I gave it a second try and I still didn’t make it. My rear tires were hopping a bit on the rock and I didn’t really want to pop a u-joint, driveshaft, or an axle shaft when I was scheduled to be driving home in under 18 hours. After everyone left and things calmed down, I thought it over a bit. (I also hadn’t seen the above picture at that time either, although now I wish I had because I think attempt #3 would have been done.) I probably should have dropped a couple more pounds of air from my tires. I believe I also crawled too slowly at the beginning of my attempt….just a tiny bit of momentum is required on this one when you have a short wheel based Jeep (again, my opinion). In the above picture, I had made it several feet up the rock when this shot was taken. I am not sure it I was still on the way up, holding my own for a split second, or already starting my back slide when Joe took this picture. Which ever the case, another couple of feet further up with the rears would have put me onto the rock. Oh well….there is next year and I already have my plans as to how to try it again!
Oh yeah…this is what it looks like when you slide back down the rock. On solid ground, the departure angle that exists between the rear tire and the bumper misses the spare tire completely. In this soft sand, everything settles in a bit, including the spare tire. Sure am glad I had it mounted as high as it was.
Texas Jack must have had the same black cloud over him that was following me around. He tried 4 times but could not make it up and over. This was a first for Jack as he has done this obstacle many times before and has always made it on the first attempt. Both lockers and a Tera 4:1 LO kit didn’t help him get over….I didn’t feel too bad considering I was only running a rear locker and stock t-case gearing. Yes sir…it will be there next year and we’ll do it then!

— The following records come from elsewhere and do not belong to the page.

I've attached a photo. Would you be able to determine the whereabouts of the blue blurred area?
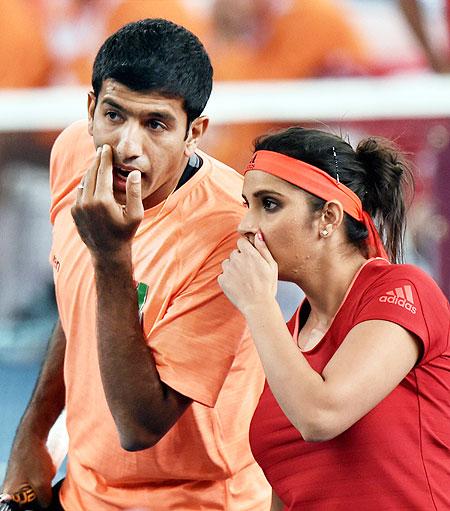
[0,360,41,481]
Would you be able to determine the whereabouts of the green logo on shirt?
[135,282,148,323]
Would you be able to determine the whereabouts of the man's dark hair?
[92,18,213,123]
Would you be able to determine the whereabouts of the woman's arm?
[270,490,283,511]
[246,303,419,441]
[219,239,420,441]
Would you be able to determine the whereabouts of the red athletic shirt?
[250,259,450,511]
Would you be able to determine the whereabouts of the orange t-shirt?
[50,122,270,511]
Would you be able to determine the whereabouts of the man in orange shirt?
[4,19,270,511]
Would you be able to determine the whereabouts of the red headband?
[244,151,388,259]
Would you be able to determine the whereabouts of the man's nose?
[116,122,143,163]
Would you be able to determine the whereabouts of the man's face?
[88,79,207,209]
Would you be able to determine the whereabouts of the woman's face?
[239,170,320,282]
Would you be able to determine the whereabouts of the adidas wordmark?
[379,286,417,314]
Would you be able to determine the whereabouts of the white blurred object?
[0,73,450,132]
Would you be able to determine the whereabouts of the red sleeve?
[354,265,449,364]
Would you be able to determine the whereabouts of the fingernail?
[128,170,141,183]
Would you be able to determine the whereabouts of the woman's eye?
[105,112,120,121]
[263,198,278,211]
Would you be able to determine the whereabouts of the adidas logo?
[379,286,417,314]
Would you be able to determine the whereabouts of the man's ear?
[184,115,209,158]
[88,91,97,136]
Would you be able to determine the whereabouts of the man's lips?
[113,165,140,192]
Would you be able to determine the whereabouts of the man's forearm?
[95,254,190,450]
[16,321,66,441]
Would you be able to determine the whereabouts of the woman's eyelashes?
[261,197,280,211]
[242,196,281,211]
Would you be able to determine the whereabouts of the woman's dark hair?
[92,18,213,124]
[255,126,414,262]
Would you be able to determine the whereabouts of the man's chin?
[113,190,127,206]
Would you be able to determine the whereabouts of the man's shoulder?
[198,151,244,210]
[50,121,95,221]
[53,119,92,151]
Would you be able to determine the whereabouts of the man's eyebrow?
[102,98,177,122]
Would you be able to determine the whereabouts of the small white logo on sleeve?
[379,286,417,314]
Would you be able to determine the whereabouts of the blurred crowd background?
[0,0,450,480]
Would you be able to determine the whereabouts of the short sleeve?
[50,121,95,224]
[354,267,449,364]
[148,233,251,407]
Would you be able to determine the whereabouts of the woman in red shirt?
[219,127,450,511]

Reluctantly, Jack and I backtracked the mile or so needed to catch the bypass trail to get around Widow Maker. We took the remaining ledges in stride as we headed off of the rim we had struggled up all day. After we got to the highway, I stopped and aired up, the first time in 7 days. The new BFG MTs had done there job and were ready to take me back to Phoenix.

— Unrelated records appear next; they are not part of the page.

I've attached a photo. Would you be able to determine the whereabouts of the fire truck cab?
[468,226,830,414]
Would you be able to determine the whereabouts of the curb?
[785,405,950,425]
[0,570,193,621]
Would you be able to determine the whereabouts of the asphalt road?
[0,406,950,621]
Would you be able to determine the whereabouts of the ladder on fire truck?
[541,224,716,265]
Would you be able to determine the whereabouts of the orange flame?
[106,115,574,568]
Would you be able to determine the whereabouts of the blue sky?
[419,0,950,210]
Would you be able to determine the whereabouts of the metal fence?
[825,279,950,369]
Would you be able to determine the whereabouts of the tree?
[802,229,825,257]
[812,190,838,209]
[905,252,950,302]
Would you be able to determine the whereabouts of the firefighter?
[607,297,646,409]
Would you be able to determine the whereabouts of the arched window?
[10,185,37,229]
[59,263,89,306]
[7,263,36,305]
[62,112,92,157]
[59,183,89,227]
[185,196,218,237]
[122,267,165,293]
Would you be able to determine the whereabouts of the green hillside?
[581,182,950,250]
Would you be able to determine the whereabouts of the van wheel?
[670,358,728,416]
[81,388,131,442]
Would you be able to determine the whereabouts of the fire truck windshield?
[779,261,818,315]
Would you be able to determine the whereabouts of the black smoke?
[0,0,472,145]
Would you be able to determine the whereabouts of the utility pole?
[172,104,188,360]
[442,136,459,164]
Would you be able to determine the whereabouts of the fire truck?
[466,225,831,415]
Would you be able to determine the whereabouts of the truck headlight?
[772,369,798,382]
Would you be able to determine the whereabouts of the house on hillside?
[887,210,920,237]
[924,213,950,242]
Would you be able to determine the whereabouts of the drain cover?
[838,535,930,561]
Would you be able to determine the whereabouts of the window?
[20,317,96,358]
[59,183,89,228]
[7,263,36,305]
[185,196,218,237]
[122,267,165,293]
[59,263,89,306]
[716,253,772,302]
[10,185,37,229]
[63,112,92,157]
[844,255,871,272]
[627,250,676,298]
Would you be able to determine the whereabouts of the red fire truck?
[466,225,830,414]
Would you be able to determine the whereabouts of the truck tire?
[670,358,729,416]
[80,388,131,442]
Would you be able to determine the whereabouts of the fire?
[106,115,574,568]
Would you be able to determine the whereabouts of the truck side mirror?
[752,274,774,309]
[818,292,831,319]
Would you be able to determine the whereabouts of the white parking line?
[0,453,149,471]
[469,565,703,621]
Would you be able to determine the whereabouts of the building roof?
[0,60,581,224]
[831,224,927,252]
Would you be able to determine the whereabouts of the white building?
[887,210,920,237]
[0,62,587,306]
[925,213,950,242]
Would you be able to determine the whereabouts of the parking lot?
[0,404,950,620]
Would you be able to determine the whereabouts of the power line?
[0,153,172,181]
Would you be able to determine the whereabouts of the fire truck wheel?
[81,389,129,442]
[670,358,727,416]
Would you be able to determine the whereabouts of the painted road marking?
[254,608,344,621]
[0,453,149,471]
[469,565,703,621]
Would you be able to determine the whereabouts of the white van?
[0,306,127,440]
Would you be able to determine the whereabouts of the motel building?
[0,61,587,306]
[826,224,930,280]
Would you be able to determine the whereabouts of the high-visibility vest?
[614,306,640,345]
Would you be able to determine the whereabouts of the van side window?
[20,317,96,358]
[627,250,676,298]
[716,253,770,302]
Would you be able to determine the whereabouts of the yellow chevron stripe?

Well….you are probably wondering if there was any damage? A couple of little scratches on the right rear rim (right on the lip). A few new ones in the gas tank skid (oh yea, we whacked a couple of times), and a couple of scrapes on the front bumper from nudging the rock ledges while trying to get a tire up on them. Other than my pride, that was it. A solid week of Jeepin’ on some of Moab’s toughest trails and I went home looking pretty darn good. Next year….oh yeah…next year will be the year that the Widow Maker becomes another obstacle that Lady has done!
I hope you have enjoyed these Moab pictures. If you haven’t done Moab, you need to really give it a try. Find someone who has been there before and let them show you around a bit. It is a place where beauty and testosterone run neck and neck (at times).